Non deve essere stato comunque semplice.

Non lo è stato. Tornare significa riaprire cicatrici profonde, significa imbattersi nei traumi, nei mostri del passato, fare i conti con se stessi e con una storia che ha portato via mio padre, mio zio. Nel 1995 avevo 8 anni. La mia infanzia è stata distrutta come accade oggi anche a quei bambini che dalla Siria all’Afghanistan o all’Iraq vivono la guerra, vedendosi negato il diritto a essere felici. Eppure, contro il parere di tutti, considerato il difficile aspetto politico-economico della città, sono tornato.

Si è sentito in un certo modo straniero a Srebrenica, nella sua città, dinnanzi alle “persone del luogo”?

Anche, sì, straniero. Inizialmente. Ma è [ride] interessante che ancora oggi si parli di persone del luogo: chi è tornato a vivere a Srebrenica è abituato ad avere concittadini che abitano all’estero o che magari vi fanno ritorno solo per un breve periodo dell’anno.

Questa risposta è un’importante lezione di cittadinanza. Così come lezione di convivenza pacifica è il fatto che lei, a partire dai lavori alla Casa della natura (che era la casa di suo nonno e in cui ricorda d’aver lasciato i suoi giocattoli prima di scappare) fino a quelli attuali, si sia rimboccato le maniche per la ricostruzione, per reinvestire nello sviluppo della comunità. Ebbene, cosa significa ricostruire?

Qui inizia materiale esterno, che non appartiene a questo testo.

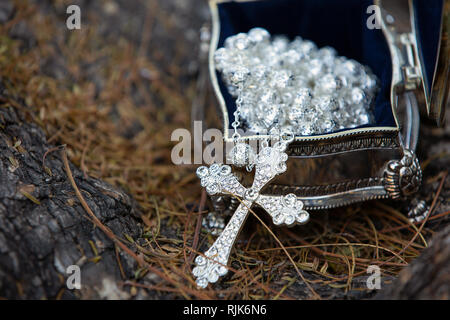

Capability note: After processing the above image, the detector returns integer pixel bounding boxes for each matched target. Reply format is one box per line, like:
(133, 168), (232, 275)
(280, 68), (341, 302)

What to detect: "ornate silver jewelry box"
(202, 0), (448, 213)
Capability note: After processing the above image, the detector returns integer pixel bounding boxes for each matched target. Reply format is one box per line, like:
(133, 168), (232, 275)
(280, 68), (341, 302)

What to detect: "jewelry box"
(205, 0), (447, 213)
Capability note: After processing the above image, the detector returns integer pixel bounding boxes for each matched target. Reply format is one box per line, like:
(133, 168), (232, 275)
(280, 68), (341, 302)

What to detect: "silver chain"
(231, 83), (243, 142)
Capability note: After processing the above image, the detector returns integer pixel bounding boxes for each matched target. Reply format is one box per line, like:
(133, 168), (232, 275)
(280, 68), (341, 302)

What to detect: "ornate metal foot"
(383, 149), (422, 199)
(406, 199), (429, 223)
(202, 211), (225, 236)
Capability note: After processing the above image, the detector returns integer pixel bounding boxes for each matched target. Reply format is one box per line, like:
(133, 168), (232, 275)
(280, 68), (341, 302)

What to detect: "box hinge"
(399, 33), (421, 91)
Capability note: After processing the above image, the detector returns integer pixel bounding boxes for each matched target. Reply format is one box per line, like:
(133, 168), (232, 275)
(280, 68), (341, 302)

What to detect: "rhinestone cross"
(193, 141), (309, 288)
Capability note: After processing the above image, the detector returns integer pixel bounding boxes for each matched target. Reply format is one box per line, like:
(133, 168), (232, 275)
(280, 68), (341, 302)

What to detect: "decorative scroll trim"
(268, 177), (383, 197)
(288, 136), (400, 157)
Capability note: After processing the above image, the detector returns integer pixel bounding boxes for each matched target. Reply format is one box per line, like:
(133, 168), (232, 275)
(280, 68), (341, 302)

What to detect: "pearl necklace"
(215, 27), (378, 137)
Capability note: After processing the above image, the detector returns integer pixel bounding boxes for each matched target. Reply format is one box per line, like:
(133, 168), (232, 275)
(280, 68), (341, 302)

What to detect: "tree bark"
(375, 225), (450, 300)
(0, 98), (143, 299)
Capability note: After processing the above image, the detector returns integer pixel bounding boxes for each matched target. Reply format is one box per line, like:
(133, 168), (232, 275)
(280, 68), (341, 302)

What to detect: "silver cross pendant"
(193, 140), (309, 288)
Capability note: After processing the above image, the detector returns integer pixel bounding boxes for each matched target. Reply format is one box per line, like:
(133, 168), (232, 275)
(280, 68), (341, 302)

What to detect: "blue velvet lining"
(413, 0), (444, 98)
(216, 0), (396, 133)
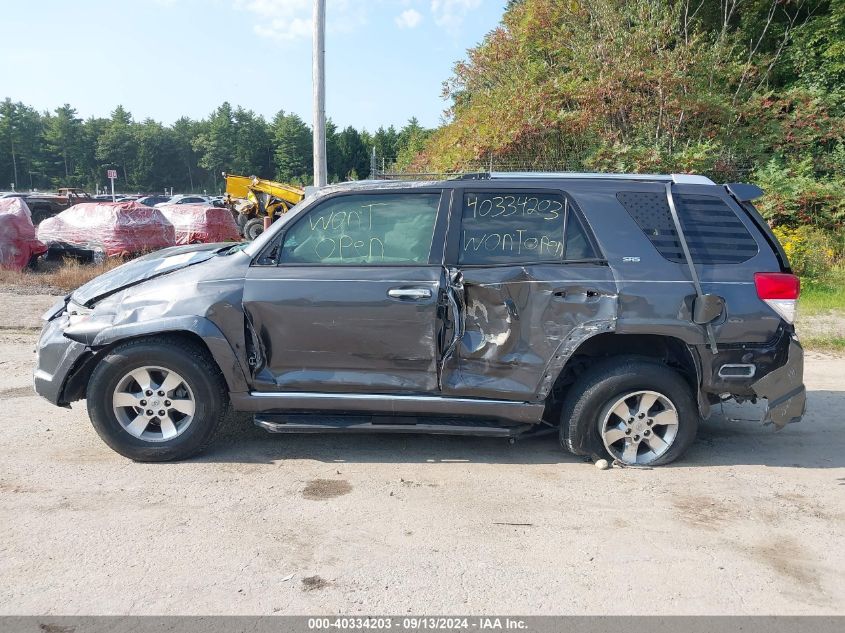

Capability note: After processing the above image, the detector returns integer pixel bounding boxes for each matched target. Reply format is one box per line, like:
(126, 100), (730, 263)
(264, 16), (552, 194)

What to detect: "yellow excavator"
(223, 173), (305, 240)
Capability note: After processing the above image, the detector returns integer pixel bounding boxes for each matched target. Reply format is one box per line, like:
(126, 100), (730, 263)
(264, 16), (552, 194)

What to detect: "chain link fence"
(369, 151), (755, 181)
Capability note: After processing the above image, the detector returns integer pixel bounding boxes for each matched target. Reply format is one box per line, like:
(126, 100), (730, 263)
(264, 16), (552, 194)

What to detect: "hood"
(72, 242), (235, 307)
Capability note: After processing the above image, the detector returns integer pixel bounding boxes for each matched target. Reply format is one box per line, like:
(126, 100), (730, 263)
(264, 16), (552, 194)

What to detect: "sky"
(0, 0), (506, 131)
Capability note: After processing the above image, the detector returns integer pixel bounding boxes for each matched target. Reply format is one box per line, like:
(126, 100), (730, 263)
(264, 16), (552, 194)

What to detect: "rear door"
(243, 189), (448, 394)
(439, 187), (617, 401)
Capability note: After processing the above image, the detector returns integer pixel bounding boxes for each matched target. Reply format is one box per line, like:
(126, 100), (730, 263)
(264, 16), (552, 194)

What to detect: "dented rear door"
(439, 187), (617, 402)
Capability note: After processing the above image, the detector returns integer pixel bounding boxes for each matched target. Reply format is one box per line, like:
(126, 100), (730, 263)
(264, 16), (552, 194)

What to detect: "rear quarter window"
(616, 191), (758, 264)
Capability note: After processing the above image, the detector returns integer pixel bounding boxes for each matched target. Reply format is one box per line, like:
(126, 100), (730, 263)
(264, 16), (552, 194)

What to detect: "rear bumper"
(698, 327), (806, 428)
(750, 335), (806, 429)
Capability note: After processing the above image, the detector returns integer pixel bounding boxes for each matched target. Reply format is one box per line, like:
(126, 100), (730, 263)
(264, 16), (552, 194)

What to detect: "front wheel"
(559, 357), (698, 466)
(87, 337), (227, 461)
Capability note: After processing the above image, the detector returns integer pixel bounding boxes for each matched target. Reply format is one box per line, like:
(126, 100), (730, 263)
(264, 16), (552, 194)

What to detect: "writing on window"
(280, 193), (440, 265)
(459, 192), (569, 264)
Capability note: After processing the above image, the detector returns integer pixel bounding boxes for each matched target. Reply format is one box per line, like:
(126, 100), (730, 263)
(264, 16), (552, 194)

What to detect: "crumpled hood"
(72, 243), (229, 307)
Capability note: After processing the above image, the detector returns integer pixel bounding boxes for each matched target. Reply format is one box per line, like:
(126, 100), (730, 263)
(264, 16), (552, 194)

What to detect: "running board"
(231, 391), (544, 424)
(254, 414), (527, 437)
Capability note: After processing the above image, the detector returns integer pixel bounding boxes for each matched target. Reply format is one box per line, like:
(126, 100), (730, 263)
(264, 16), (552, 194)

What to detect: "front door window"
(280, 193), (440, 265)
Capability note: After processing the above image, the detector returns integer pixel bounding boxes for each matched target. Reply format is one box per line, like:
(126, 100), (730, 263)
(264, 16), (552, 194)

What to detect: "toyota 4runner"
(33, 172), (806, 465)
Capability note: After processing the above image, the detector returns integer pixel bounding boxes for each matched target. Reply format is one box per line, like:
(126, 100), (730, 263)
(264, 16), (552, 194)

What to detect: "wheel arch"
(61, 320), (249, 404)
(546, 332), (706, 418)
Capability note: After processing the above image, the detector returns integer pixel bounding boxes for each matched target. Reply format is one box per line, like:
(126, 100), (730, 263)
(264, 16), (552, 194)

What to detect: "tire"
(86, 337), (228, 462)
(559, 356), (698, 466)
(243, 217), (265, 241)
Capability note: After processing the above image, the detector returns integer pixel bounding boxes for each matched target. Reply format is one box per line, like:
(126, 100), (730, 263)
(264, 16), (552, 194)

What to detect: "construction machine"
(223, 173), (305, 240)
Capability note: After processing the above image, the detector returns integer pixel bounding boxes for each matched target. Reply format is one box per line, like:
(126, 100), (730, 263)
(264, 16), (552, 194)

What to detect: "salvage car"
(25, 188), (94, 224)
(156, 203), (241, 245)
(33, 173), (805, 465)
(37, 201), (176, 261)
(154, 194), (213, 207)
(0, 197), (47, 270)
(136, 195), (173, 207)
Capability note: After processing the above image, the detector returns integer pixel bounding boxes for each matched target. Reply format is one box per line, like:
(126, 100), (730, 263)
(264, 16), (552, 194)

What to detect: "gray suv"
(33, 173), (806, 465)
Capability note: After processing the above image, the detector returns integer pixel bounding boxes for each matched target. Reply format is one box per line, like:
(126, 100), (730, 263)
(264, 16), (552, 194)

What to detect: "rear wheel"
(559, 357), (698, 466)
(87, 337), (227, 461)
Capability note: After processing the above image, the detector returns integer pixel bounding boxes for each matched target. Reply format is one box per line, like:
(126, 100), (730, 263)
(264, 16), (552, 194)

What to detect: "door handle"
(388, 287), (432, 300)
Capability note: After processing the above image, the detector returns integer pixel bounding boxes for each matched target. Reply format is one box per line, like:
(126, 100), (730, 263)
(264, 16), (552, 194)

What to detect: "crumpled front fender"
(64, 314), (250, 394)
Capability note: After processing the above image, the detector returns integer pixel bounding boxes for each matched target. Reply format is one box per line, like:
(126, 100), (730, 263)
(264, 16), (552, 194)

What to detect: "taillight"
(755, 272), (800, 323)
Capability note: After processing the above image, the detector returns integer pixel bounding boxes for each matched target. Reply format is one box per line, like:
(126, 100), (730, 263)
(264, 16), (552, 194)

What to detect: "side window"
(279, 192), (440, 265)
(617, 191), (758, 264)
(458, 191), (596, 265)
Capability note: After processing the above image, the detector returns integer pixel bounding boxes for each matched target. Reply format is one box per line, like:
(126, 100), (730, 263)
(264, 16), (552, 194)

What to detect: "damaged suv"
(34, 173), (806, 465)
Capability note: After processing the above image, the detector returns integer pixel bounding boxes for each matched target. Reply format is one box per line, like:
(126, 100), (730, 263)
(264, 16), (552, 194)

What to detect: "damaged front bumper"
(33, 310), (89, 407)
(751, 334), (806, 429)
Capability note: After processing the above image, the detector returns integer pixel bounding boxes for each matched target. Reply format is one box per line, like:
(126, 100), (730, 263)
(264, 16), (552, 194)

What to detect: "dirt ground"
(0, 292), (843, 615)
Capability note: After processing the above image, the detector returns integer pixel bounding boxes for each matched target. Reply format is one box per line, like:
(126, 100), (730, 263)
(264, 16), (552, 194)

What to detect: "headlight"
(66, 301), (93, 326)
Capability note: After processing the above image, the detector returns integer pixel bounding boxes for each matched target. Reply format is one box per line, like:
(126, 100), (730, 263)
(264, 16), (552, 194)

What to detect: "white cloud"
(234, 0), (367, 41)
(395, 8), (423, 29)
(430, 0), (481, 32)
(233, 0), (483, 40)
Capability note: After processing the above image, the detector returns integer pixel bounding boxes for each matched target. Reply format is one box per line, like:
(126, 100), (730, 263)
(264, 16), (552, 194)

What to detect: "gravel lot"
(0, 293), (843, 615)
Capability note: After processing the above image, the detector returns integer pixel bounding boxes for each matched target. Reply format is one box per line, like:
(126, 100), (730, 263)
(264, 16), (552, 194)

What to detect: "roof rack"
(476, 172), (715, 185)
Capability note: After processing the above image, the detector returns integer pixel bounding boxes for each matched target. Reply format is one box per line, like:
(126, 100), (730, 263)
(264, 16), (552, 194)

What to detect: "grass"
(800, 336), (845, 353)
(800, 267), (845, 315)
(0, 257), (126, 294)
(796, 266), (845, 352)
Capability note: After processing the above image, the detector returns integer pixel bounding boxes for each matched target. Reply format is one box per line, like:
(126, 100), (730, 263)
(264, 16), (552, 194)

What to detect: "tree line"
(0, 99), (432, 194)
(416, 0), (845, 233)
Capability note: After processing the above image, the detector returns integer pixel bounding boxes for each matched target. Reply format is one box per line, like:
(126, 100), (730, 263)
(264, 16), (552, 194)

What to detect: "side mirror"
(693, 294), (725, 324)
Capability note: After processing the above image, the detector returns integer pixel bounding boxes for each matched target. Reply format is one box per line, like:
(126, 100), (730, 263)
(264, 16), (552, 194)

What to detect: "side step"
(254, 414), (530, 437)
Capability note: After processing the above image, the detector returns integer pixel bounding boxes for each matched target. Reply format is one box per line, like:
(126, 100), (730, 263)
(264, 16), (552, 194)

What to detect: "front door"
(243, 189), (447, 394)
(440, 187), (617, 401)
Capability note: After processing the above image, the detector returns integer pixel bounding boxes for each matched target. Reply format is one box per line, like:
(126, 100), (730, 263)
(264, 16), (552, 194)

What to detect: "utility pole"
(312, 0), (328, 187)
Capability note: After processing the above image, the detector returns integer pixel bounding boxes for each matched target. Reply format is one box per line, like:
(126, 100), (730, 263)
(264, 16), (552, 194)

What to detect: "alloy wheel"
(111, 366), (196, 442)
(599, 390), (679, 465)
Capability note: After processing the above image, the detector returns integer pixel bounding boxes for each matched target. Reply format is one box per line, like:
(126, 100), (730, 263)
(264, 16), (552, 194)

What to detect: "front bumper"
(33, 313), (89, 406)
(751, 335), (806, 429)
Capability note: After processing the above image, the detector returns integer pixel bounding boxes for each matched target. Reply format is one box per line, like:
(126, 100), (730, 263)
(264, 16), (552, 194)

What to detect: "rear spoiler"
(724, 183), (792, 273)
(725, 183), (764, 202)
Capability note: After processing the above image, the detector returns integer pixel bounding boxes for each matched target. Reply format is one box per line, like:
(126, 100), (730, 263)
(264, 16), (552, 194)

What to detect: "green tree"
(96, 106), (137, 188)
(171, 116), (202, 192)
(133, 119), (183, 192)
(79, 116), (109, 193)
(271, 110), (312, 184)
(336, 125), (370, 180)
(192, 102), (237, 190)
(0, 99), (44, 190)
(371, 125), (400, 165)
(232, 107), (273, 178)
(395, 117), (431, 170)
(42, 104), (84, 185)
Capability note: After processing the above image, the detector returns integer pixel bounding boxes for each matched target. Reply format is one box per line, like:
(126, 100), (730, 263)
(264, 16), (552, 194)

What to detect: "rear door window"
(617, 191), (758, 264)
(280, 192), (440, 265)
(457, 191), (597, 265)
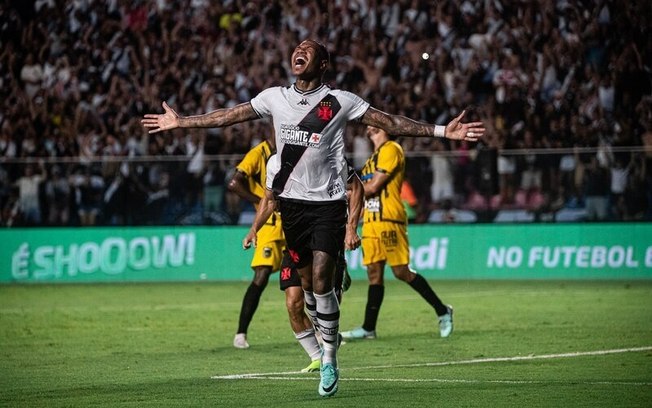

Ricostruire è l’atto più normale dopo una guerra. La mia generazione deve farlo perché è proprio dalla ricostruzione, dall’atto pratico del lavoro, che si può incidere su tutte le anime sociali e politiche del Paese. Ricostruire poi dà parecchia soddisfazione: quando qualcosa ti viene distrutto, dentro hai rabbia sì, ma puoi mostrare a chi te lo ha distrutto che sei capace di ricostruire, e di farlo bene. La ricostruzione infine è una nuova costruzione, che alla base ha delle ceneri e al centro una visione consapevole del mondo. Del resto bisogna tenere conto dei problemi di oggi, legati al clima, alla crisi umanitaria e di valori in Europa, per costruire qualcosa che possa generare cambiamento.